Moon Week: That's Amore

Thursday, July 02, 2009

As you've probably heard, NASA launched the Jackson V yesterday - we're finally going back to the Moon! To celebrate, I'm dedicating a week to facts about our closest and third-largest satellite.

We all know that the light we see from the Moon actually comes from the Sun, and that the Moon is merely a reflector. That's all fine and dandy during the day, but if that's all there is to it, how can we possibly see it at night? The answer lies in the Moon's chemical composition.

As it turns out, Moon dust is composed largely of strontium aluminate - the same compound used in "glow-in-the-dark" materials. If you've ever had a glow-in-the-dark watch, you know that it only glows once it's been "charged" by holding it under a light. The Moon works exactly the same way. During the day, it absorbs light energy from the Sun and stores it. At night, it releases this energy as visible light.

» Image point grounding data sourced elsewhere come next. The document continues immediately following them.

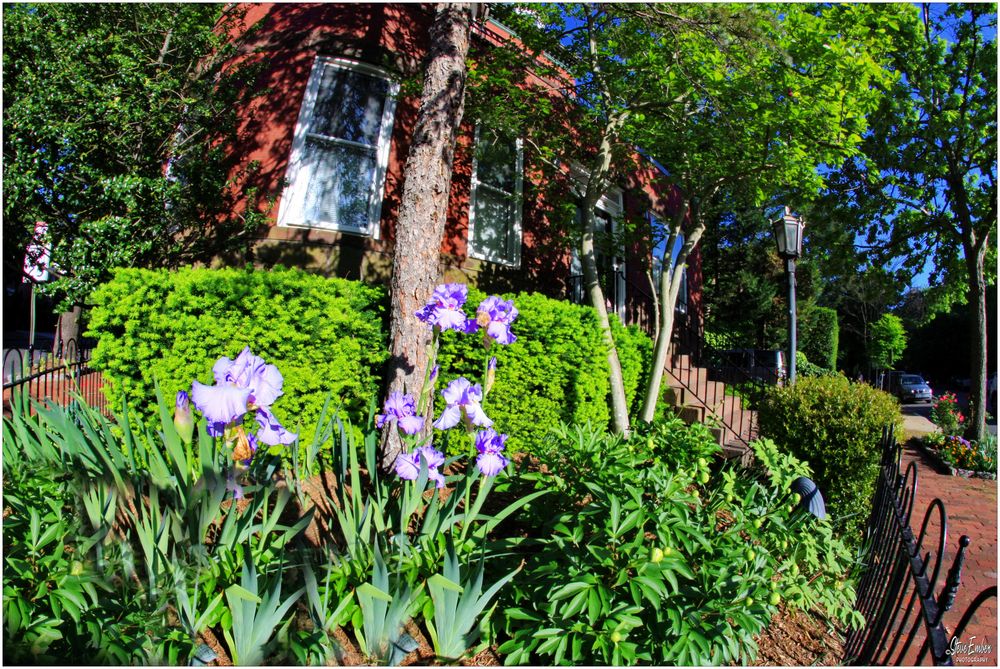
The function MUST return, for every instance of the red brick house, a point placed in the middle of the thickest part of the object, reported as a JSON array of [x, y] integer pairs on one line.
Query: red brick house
[[330, 137]]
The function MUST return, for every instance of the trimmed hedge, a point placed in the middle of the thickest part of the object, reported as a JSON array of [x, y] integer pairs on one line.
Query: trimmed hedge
[[555, 372], [836, 426], [325, 336]]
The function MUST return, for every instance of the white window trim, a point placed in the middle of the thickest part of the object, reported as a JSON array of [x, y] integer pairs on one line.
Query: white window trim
[[515, 260], [290, 210]]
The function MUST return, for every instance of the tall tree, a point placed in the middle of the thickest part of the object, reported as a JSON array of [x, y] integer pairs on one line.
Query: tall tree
[[888, 342], [424, 206], [926, 186], [99, 99]]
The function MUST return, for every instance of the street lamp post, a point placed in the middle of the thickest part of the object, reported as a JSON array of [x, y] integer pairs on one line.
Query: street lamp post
[[788, 236]]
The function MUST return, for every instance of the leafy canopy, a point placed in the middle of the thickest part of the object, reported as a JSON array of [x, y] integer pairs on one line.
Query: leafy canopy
[[98, 100]]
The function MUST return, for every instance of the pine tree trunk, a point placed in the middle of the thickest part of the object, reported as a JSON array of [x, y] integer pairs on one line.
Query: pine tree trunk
[[424, 206]]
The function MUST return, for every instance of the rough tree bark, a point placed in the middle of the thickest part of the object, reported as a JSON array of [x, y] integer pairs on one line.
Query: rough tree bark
[[424, 205]]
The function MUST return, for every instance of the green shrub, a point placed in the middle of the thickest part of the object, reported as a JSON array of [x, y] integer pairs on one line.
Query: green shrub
[[640, 561], [805, 368], [325, 335], [555, 372], [836, 426], [819, 336]]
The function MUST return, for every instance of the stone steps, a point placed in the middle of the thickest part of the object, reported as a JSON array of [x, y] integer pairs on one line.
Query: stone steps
[[696, 398]]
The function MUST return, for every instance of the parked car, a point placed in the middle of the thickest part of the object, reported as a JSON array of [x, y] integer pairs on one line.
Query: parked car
[[913, 388]]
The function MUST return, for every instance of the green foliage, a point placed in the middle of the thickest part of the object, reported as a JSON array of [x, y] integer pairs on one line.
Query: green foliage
[[947, 415], [158, 534], [325, 335], [819, 336], [555, 372], [836, 426], [640, 561], [888, 341], [100, 99], [805, 368]]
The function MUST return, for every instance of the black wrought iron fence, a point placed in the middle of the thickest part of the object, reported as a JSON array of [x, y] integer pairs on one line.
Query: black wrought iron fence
[[59, 376], [728, 378], [899, 594]]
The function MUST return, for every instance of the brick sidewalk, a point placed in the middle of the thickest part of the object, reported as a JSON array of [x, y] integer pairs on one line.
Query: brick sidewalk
[[971, 506]]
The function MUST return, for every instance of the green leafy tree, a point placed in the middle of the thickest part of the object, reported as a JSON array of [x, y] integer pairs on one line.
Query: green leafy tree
[[926, 186], [888, 341], [740, 102], [115, 121]]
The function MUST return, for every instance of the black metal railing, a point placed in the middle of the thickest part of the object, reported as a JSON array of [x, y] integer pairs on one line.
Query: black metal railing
[[722, 375], [898, 594], [59, 376]]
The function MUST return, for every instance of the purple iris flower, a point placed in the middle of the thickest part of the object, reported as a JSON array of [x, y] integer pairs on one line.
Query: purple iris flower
[[444, 309], [496, 315], [403, 409], [250, 371], [183, 420], [408, 465], [490, 446], [462, 398], [244, 384]]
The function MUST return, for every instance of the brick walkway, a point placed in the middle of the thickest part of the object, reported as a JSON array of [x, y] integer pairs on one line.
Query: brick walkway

I know what you're thinking: "But Dan, glow-in-the-dark stuff is green, and the Moon is white!" There are a couple of reasons for this. The first is that the strontium aluminate on the Moon is a much higher concentration than what we use here on Earth, so the light emitted is much brighter.

The second reason is that the light is filtered by our atmosphere. You know how the sky adds a red tint to the Sun's light during sunset? Well that doesn't stop just because the Sun goes away. Any light that passes through the atmosphere during the night is heavily tinted, which causes the pale-green Moon to appear white.

An interesting side note: We have the glow-in-the-dark industry to thank for this new expedited mission. Artificially synthesizing strontium aluminate is prohibitively expensive, and we're quickly running out. The Jackson V will bring back 750 metric tons of Moon dust - enough to last us almost 10 years!